Charlotte ( TheStreet) -- Once again, US Airways pilots find themselves in a tough spot on seniority.
In 2005, a merger with America West led to a controversial seniority ruling, never implemented, that continues to divide pilots from the two airlines because a key provision appears to favor west pilots. Now, it appears, another divisive seniority conflict could result from the 2013 merger with American (AAL).
Last week, talks between the Allied Pilots Association, which represents American pilots, and the U.S. Airline Pilots Association, which represents US Airways pilots, broke down over the issue of the timeline for when APA takes over as the sole union representing pilots at the new American.
No airline merger has been more tarnished by a seniority dispute than America West/US Airways, which led the US Airways pilots to leave the Air Line Pilots Association after 57 years, forming a new union called the U.S. Pilots Association and dragging reluctant American West pilots along with them.
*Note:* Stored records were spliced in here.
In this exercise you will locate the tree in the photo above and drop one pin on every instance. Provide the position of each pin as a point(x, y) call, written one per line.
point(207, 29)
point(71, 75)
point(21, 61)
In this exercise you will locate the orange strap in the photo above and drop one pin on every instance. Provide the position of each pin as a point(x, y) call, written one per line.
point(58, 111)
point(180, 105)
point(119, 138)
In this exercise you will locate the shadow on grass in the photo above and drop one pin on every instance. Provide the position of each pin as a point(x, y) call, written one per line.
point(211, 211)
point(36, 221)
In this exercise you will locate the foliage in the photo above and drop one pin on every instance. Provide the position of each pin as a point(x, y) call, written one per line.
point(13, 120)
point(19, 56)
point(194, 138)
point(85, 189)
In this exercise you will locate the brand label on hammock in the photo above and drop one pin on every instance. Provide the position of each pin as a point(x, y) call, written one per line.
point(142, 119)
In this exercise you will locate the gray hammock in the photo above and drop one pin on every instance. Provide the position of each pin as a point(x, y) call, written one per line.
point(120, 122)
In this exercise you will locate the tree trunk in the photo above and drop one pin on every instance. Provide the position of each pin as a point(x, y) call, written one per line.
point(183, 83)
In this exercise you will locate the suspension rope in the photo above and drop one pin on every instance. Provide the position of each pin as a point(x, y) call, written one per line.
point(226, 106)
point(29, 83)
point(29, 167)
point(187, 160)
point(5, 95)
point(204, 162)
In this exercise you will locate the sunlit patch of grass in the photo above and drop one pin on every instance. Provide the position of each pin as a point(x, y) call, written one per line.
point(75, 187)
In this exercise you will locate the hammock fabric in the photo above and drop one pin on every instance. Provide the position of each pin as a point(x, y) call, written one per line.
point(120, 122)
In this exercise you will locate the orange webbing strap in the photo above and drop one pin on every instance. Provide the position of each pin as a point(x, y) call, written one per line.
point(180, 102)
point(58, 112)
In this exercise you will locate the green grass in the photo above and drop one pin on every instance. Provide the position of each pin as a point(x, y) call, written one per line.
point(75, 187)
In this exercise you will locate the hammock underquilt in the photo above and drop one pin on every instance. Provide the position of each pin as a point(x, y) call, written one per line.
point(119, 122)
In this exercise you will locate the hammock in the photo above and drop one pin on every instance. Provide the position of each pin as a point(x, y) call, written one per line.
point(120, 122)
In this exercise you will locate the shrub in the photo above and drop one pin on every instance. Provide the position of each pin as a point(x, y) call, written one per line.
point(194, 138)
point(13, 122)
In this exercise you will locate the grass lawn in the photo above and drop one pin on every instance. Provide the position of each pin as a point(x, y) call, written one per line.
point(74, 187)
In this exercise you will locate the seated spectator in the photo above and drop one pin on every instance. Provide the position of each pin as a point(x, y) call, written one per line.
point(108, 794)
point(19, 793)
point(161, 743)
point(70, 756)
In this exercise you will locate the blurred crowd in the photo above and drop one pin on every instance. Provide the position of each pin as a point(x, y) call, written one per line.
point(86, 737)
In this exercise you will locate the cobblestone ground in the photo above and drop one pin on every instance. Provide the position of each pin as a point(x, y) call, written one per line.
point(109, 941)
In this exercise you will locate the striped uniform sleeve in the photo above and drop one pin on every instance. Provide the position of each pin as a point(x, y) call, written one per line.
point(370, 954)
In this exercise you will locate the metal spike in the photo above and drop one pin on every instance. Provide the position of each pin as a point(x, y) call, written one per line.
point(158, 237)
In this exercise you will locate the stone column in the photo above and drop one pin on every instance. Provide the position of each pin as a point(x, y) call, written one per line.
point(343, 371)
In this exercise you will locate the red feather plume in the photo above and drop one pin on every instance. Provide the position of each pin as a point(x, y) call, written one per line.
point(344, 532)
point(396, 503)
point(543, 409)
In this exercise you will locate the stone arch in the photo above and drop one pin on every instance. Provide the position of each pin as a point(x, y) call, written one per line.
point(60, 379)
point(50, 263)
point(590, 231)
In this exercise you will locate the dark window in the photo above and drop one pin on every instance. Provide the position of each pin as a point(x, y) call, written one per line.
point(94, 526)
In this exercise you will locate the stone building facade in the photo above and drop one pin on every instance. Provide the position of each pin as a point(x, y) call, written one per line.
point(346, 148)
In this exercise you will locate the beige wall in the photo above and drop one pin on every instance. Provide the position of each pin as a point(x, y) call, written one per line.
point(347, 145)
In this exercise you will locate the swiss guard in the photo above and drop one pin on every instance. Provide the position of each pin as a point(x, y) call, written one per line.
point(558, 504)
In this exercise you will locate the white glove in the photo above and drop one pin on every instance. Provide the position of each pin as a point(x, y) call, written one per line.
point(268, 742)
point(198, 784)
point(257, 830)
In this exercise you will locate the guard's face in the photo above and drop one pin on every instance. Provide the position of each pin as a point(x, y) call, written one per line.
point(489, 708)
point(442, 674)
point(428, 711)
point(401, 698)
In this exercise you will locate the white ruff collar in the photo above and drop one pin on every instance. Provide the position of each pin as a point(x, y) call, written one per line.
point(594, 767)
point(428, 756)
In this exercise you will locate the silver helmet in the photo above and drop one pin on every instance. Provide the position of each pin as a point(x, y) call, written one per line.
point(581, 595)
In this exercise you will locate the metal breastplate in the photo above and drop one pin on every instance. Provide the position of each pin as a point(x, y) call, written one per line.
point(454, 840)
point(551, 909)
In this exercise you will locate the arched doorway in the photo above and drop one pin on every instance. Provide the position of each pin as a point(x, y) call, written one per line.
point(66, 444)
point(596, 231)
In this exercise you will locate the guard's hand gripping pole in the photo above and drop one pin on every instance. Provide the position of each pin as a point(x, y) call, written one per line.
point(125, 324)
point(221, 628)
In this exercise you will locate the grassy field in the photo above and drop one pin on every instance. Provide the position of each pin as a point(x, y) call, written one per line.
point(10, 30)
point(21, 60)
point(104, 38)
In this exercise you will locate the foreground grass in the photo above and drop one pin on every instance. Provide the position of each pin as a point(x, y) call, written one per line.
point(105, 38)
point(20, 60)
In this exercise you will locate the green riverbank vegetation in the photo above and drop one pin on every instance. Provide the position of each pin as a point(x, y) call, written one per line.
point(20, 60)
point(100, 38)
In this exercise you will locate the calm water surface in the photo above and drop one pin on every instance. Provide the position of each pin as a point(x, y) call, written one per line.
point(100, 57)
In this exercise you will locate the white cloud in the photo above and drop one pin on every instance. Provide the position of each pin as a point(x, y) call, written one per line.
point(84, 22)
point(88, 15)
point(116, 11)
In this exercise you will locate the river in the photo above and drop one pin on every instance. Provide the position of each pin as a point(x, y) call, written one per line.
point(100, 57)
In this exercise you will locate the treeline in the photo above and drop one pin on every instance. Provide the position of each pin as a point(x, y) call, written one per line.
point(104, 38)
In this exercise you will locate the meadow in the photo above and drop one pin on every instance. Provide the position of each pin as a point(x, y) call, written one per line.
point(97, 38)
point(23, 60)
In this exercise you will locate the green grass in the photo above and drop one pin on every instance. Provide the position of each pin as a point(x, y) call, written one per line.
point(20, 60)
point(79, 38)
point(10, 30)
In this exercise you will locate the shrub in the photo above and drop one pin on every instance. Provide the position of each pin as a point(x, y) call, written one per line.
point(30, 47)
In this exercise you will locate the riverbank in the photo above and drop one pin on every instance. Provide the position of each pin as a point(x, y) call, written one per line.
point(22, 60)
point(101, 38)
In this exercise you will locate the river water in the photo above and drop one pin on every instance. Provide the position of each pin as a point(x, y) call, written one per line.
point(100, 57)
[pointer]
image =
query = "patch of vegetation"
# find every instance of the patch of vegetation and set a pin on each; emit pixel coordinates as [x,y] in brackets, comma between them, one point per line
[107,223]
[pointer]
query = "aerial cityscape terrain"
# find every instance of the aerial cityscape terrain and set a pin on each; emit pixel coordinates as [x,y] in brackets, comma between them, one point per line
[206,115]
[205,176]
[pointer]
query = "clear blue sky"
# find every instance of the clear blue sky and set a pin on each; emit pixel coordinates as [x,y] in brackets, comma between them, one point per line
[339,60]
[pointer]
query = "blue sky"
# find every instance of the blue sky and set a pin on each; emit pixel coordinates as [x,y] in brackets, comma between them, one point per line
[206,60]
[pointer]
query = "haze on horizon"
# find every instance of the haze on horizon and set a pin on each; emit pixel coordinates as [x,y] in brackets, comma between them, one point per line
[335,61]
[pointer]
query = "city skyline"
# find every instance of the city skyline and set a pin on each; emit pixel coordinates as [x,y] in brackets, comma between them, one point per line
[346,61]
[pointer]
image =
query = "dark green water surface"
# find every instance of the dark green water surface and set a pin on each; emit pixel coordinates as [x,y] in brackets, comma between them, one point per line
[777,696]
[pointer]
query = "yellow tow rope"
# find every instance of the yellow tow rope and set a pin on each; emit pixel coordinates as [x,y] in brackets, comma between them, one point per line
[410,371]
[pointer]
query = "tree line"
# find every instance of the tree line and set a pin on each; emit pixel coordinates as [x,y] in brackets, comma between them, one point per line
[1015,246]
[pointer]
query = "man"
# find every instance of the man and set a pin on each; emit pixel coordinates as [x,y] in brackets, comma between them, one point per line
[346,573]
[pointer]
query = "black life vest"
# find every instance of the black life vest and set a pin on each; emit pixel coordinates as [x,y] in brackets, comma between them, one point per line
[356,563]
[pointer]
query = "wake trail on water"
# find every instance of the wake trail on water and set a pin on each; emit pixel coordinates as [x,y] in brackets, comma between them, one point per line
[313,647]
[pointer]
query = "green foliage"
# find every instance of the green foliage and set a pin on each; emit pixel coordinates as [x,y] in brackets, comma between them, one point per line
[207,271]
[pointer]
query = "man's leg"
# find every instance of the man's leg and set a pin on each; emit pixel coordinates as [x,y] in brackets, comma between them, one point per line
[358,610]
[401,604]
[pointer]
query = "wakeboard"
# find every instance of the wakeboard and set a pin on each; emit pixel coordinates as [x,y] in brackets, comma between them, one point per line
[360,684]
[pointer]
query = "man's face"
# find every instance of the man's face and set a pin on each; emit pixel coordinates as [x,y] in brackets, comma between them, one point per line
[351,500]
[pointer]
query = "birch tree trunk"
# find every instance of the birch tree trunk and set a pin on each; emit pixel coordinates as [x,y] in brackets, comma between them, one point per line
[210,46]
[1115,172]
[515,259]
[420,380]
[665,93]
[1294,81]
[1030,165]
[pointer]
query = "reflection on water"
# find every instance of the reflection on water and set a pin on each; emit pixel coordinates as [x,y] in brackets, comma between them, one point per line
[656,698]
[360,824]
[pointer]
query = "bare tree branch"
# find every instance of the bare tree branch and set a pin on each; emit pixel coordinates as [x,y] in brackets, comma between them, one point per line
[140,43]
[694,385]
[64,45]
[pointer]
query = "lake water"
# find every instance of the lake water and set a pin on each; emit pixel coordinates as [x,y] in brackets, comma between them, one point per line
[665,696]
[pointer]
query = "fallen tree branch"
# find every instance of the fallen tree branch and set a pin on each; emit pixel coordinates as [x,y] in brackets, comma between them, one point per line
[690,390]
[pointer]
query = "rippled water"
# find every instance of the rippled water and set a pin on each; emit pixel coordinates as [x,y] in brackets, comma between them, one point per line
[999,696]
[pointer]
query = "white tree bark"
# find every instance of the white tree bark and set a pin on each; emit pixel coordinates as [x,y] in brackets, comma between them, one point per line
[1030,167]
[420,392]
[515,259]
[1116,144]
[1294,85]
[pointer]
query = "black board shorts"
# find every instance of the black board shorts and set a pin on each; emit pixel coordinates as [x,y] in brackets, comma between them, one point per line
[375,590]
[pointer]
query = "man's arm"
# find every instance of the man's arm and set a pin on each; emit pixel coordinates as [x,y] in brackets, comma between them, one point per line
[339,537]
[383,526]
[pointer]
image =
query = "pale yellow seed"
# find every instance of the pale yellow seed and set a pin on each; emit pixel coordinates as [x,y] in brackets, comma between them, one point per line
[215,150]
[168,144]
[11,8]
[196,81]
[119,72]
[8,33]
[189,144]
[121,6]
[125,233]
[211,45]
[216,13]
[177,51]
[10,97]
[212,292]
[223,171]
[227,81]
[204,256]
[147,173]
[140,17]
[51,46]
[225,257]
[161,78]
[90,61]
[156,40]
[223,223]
This time, the pilots from the pre-merger US Airways, still known as "the east," are where the west pilots were eight years ago -- in the minority. That could make their situation more difficult. APA has about 8,800 active members, while USAPA has about 4,400. About a third are from AWA and do not generally support the union.
The merger between American and US Airways closed on Dec. 9, 2013. That started a 30-day clock on negotiating a protocol agreement involving the logistics of seniority negotiations. Two extensions were granted, which took the deadline to Feb. 18. The conflict surfaced the next day.